Мысль об этом обожгла его изнутри, как раскаленное клеймо, как удар молнии. Представить, что кто-то другой смотрит на нее, касается ее, вызывает этот огонь в ее глазах… Нет. Только не это. Он сметет любого, кто приблизится. Сотрет в порошок. Раздавит. Потому что она — его. Даже если она сама этого еще не поняла. Даже если отрицает. Даже если ненавидит.
Он вспомнил, как она шла по коридору сегодня утром. Делая вид, что не замечает его, но сжимая учебники так, что на корешках оставались белые пятна от пальцев. Она чувствует. Он знал это. Знал каждой клеткой, каждой фиброй своей одержимой, больной души.
Просто ей нужно время. И правильный подход.
Лайам повернулся и увидел на полу тонкую, шелковую ленту-закладку, выпавшую из ее учебника. Он наклонился, поднял ее, поднес к лицу. Пахло травами, старыми, сухими страницами и чем-то неуловимо сладким. Ею. Только ею.
Он сжал ленту в кулаке, спрятал во внутренний карман куртки — туда, где билось сердце, где было горячо. Пусть будет. Как залог. Как клятва. Как напоминание.

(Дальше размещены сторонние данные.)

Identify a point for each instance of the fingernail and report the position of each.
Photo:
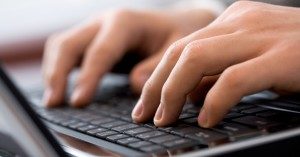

— Ты моя, Эйра Тайл, — сказал он тихо, глядя на отражение своих горящих, безумных глаз в темном стекле. — Даже если ты сама этого еще не знаешь. Даже если ты будешь отрицать. Ты моя. И я это докажу.
Он вышел из аудитории, погасив свет резким движением руки, и тишина коридора поглотила его шаги. Но он направился не в свое крыло общежития, не к себе. Он направился в целительский корпус. К ней. Он знал, где ее окно. Знал уже давно. Вычислил, выследил, запомнил. Смотрел на него сотни раз из темноты, проклиная себя за слабость, за одержимость, но не в силах остановиться. Сейчас, стоя под старыми, раскидистыми дубами, он видел свет в ее комнате на третьем этаже. Она не спала. Сидела, наверное, злилась, кипела. Или, быть может, думала о нем. Перебирала в памяти каждое его слово, каждый взгляд, каждое прикосновение.
Лайам прислонился спиной к шершавому, теплому стволу, вцепившись пальцами в кору, и смотрел на этот свет долго, очень долго, пока тот не погас, погрузив окно в густую, бархатную темноту. Он знал, что она легла. Знал, что она ворочается, наматывая на палец прядь волос — ее привычка, за которой он наблюдал украдкой сотни раз.
Он улыбнулся в темноту. Медленно, уверенно, хищно. Не той дежурной, пустой улыбкой, которой он одаривал всех, а той, настоящей, от которой у него самого перехватывало дыхание, а сердце начинало биться быстрее.
— Подожди, — прошептал он, глядя на погасшее, темное окно. — Я все исправлю. И тогда ты никуда не денешься. Никуда.
Он подождал еще немного, пока не остыла злость, уступая место ледяной, спокойной, смертоносной решимости. В его жилах текла кровь охотника, который выследил редкую, бесценную добычу. Он не упустит ее. Никогда. Ни за что.
Лайам ap’Шайн развернулся и растворился в ночной тени Академии, оставив после себя лишь запах дорогого одеколона, озона после магической тренировки и обещание бури, которая грянет на рассвете.